Bea pushed her hair behind her eyes. ‘I live in the same world as you, where sex sells products, where every advertisement and every magazine article is illustrated with the perfect body of some unfeasibly gorgeous twenty-year-old. The world sells its objects and services using sex and I am part of that world, no matter how removed I might feel from it or how unpalatable that might be to you and your peers. Just because I have the slightly crumpled body of a woman in her fifties does not mean I don’t still have the mind and desires of a woman much, much younger. Sadly.’
‘I guess.’ Kim looked a bit nonplussed. ‘But it can’t be like it is for me and my friends, can it? On a quest for sex half the time. It must all calm down, surely?’
Bea smiled at Kim’s expression, could see that she was desperately hoping the answer would be no.
‘No. It’s not like that. Granted.’
Kim exhaled, looking relieved.
‘But that doesn’t mean I don’t find people attractive or that I don’t want companionship or comfort from another human, a man. I still want that, but as you hit middle age, it’s difficult, different.’
‘Why, because there aren’t nightclubs and bars that you can drop into and pull?’
Bea rolled her eyes. ‘No, because everyone my age is slightly bruised by experience and many of us either can’t be bothered or life has put us off trying. It can feel like too much effort, too disrupting.’
‘That sounds depressing! And I thought it was tough being my age.’
‘I guess it
is
slightly depressing. We certainly can’t be taken in by the sort of rhetoric that used to work when we were young. We’re far too cynical. Plus we all carry a large amount of guilt.’
‘Ooh, what, like skeletons in the cupboard and dodgy dealings that you don’t want discovered?’ Kim raised her eyebrows but kept her eyes fixed on the counter in front of her.

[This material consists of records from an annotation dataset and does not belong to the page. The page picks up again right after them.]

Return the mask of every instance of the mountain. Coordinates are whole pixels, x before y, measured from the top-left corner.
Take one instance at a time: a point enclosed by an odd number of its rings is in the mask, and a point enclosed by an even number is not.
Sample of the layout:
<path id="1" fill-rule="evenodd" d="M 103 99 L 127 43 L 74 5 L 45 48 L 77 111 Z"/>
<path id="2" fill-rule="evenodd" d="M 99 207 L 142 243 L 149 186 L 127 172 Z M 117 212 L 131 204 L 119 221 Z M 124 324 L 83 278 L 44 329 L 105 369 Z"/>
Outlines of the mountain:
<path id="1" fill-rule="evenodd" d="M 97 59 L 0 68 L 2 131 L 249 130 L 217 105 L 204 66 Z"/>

‘No, not that!’ Bea chuckled. ‘But old age does leave you feeling a little exposed; it’s difficult to hide anything. We tend to carry the guilt of things we should or shouldn’t have done. Our successes and failures aren’t hypothetical any more – they’re visible right there on our faces, in our histories. We can’t invent a future or hook people in with our marvellous potential.’
‘I thought you might have less to worry about as you get older, making you a bit more jolly about life, more optimistic.’
Bea liked her rationale. ‘It’s not that you worry less but that your worries evolve. Like when you have babies, you worry are they too hot, too cold, are they going to die in their sleep? And then when they start school, will they run out in front of a car? Then suddenly they are
driving
a car and you worry that they might crash! And then we worry that they’ll get their hearts broken or take drugs... On and on it goes. You never stop worrying, it’s just that the worries change.’